Soji-George says that he admires how Phiri incorporates sonic elements of techno, house, and grime into Black music.
“I really enjoy that she is trying to make space for young Black people and Black people in general in the party scene in East Vancouver,” he adds. “And she’s doing this by combining the familiar with sounds and feelings that some Black people might not even know they could enjoy.”
While it will be a party, he emphasizes that Phiri’s sets are also “very political”.

Scholarship meets community
In Soji-George’s view, artists play an important role in causing people to rally behind movements or ideas that “might not be super-present in our milieu and our society”.
He reveals that his curatorial practice is fuelled by an urge to uncover. It’s also driven by a desire to speak to issues that artists and people in their community understand.
“I really care about politics, I really care about philosophy, and how people are making sense of their individual realities,” Soji-George says. “So, I guess that’s my curatorial framework.”
He points out that The Black Arts Centre came into existence after the murder of George Floyd and the great racial reckoning of 2020. Directors want to create a safe space for Black people to express themselves artistically.
“We are working on this understanding that Blackness is not a monolith,” Soji-George states. “Different Black people have different meanings of what it means to be a safe space.”
As a scholar, Soji-George has been influenced by important Black writers. He cites Franz Fanon’s The Wretched of the Earth and Éduard Glissant’s Poetics of Relation as two books that had an impact on him. In addition, he mentions Black writers such as Angela Davis, bell hooks, and Hilton Als, along with white writers Susan Sontag and Joan Didion.

Rest as resistance
The Black Arts Centre is planning other events in February, which is Black History Month.

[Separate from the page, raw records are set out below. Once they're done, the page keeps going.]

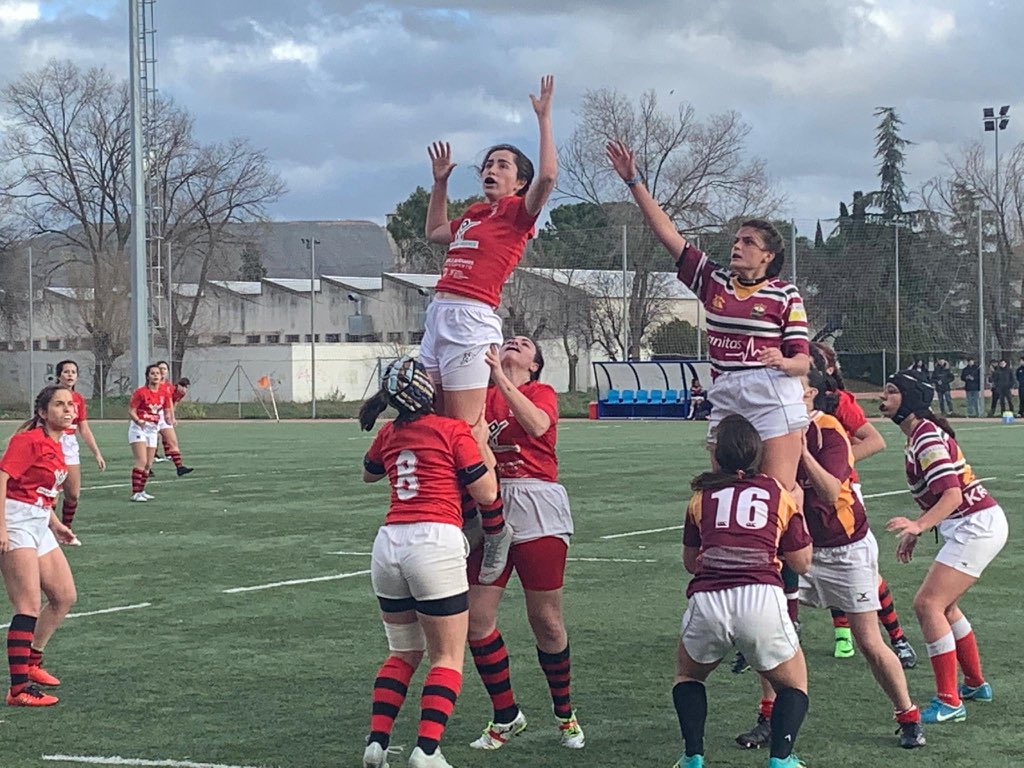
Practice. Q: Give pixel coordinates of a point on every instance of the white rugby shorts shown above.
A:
(973, 542)
(29, 527)
(146, 434)
(458, 333)
(69, 442)
(844, 578)
(535, 509)
(752, 619)
(769, 399)
(422, 560)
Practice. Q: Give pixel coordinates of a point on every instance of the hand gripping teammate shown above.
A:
(522, 415)
(865, 440)
(145, 409)
(844, 570)
(737, 524)
(484, 245)
(67, 372)
(32, 472)
(419, 558)
(975, 530)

“One of my goals while I’m working at BLAC is to cause the general public to engage with Black arts academia,” Soji-George says. “I find a lot of reading groups typically have one book to read and something like that. But I want to get members of the reading group to read a scholarly article and we can all sit and discuss that during Black History Month.”

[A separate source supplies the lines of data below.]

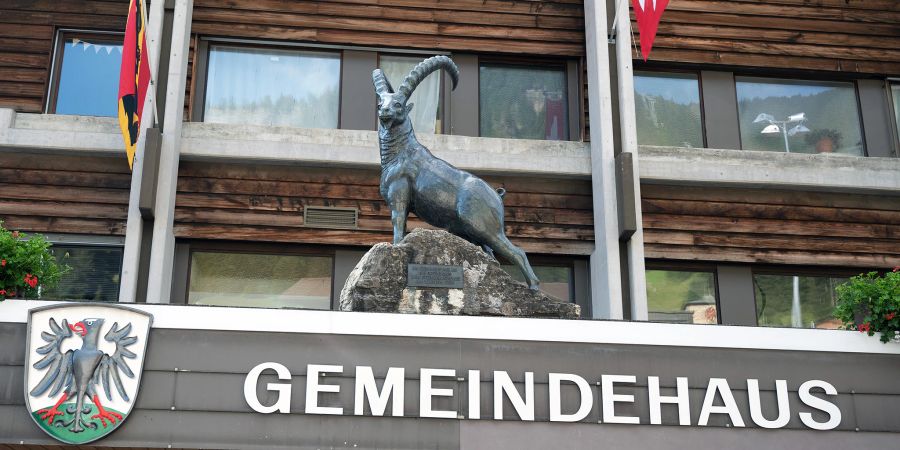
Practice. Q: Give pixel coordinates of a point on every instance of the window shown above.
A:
(556, 281)
(522, 102)
(260, 280)
(667, 109)
(426, 97)
(799, 116)
(93, 273)
(796, 301)
(86, 80)
(277, 87)
(681, 296)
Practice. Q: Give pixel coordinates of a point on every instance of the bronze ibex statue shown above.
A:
(414, 180)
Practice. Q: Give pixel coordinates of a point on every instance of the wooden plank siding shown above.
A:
(27, 29)
(854, 36)
(64, 194)
(770, 226)
(265, 203)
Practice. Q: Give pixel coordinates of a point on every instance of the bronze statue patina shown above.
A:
(414, 180)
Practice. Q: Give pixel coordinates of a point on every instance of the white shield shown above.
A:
(83, 368)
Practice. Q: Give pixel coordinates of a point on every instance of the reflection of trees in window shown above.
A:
(831, 108)
(775, 300)
(523, 103)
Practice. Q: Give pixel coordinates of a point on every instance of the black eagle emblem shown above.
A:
(79, 373)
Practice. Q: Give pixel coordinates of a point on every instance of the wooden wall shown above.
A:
(27, 30)
(265, 203)
(769, 226)
(832, 35)
(64, 194)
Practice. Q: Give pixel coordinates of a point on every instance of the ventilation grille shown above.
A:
(330, 217)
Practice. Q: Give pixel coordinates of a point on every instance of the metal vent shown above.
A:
(330, 217)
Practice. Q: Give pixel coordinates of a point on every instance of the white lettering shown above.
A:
(607, 385)
(825, 406)
(729, 406)
(680, 399)
(503, 384)
(784, 408)
(313, 388)
(367, 389)
(426, 392)
(283, 403)
(587, 400)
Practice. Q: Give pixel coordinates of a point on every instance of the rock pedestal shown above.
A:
(378, 282)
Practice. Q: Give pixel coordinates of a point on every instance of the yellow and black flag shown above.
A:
(134, 77)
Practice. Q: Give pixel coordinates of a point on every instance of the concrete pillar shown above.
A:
(159, 283)
(606, 284)
(637, 288)
(128, 285)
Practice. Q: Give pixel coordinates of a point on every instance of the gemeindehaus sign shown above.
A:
(819, 413)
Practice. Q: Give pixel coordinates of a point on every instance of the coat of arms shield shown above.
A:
(83, 368)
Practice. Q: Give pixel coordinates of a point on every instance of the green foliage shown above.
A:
(26, 265)
(871, 304)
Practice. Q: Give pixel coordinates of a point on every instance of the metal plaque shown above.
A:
(430, 275)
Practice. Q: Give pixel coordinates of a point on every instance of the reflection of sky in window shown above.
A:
(89, 79)
(749, 88)
(682, 89)
(248, 75)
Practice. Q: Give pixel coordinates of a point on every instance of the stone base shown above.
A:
(378, 282)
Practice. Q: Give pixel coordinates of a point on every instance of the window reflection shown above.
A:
(796, 301)
(89, 76)
(272, 87)
(523, 102)
(426, 97)
(260, 280)
(667, 109)
(770, 116)
(681, 296)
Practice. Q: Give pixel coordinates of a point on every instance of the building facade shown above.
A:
(732, 180)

Soji-George emphasizes that he also learns a great deal from members of the Black community in Vancouver. He cites three, in particular, who’ve shaped his practice: curator Nya Lewis, writer and poet Cecily Nicholson, and The Black Arts Centre director Rebecca Bair.

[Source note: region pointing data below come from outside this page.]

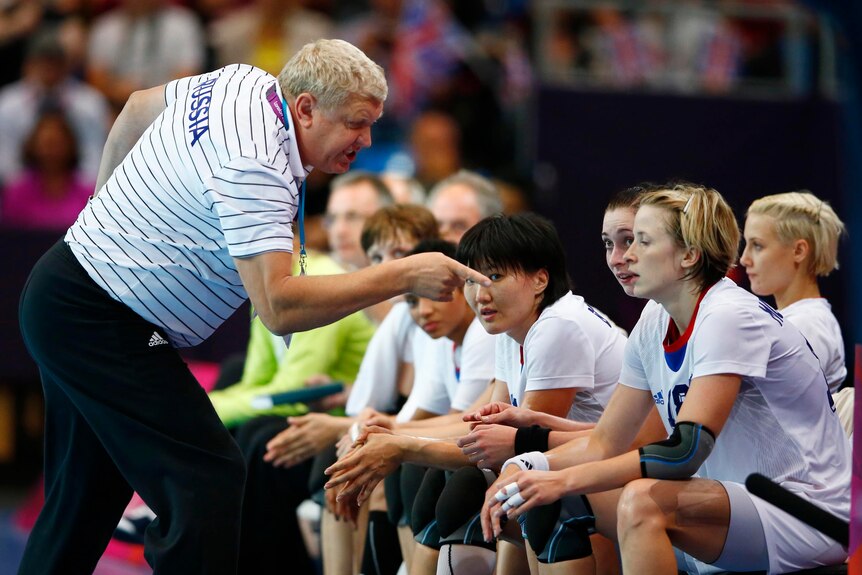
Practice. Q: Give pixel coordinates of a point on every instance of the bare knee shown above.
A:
(637, 509)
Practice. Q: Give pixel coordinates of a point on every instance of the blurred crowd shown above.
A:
(460, 74)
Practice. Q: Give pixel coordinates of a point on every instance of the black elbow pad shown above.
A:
(680, 455)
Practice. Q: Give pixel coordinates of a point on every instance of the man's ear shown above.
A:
(303, 109)
(801, 250)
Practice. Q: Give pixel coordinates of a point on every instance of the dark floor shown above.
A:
(13, 539)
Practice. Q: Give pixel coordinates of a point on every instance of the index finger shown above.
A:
(471, 275)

“They encourage me to do what I love and be what I want to be,” he says.
Moreover, they help him recognize that as a curator, the people that he’s working with must know that his efforts are for them. “This can be lost when there is so much academic vernacular.”
For Black History Month, The Black Arts Centre is also planning a movie night. He then mentions another of the centre’s priorities in Black History Month—highlighting the idea of “rest as resistance”. It’s in response to how many Black people, including immigrants from Africa, overwork themselves. According to Soji-George, this is sometimes due to the burden of representation that they face in their lives.
“In Nigeria, we developed with this work ethic because the country is hard,” he says. “You need to work hard already when you’re in Nigeria. So, when you move out of Nigeria, you just keep this work ethic—and opportunity comes easier. I did not expect this to happen.”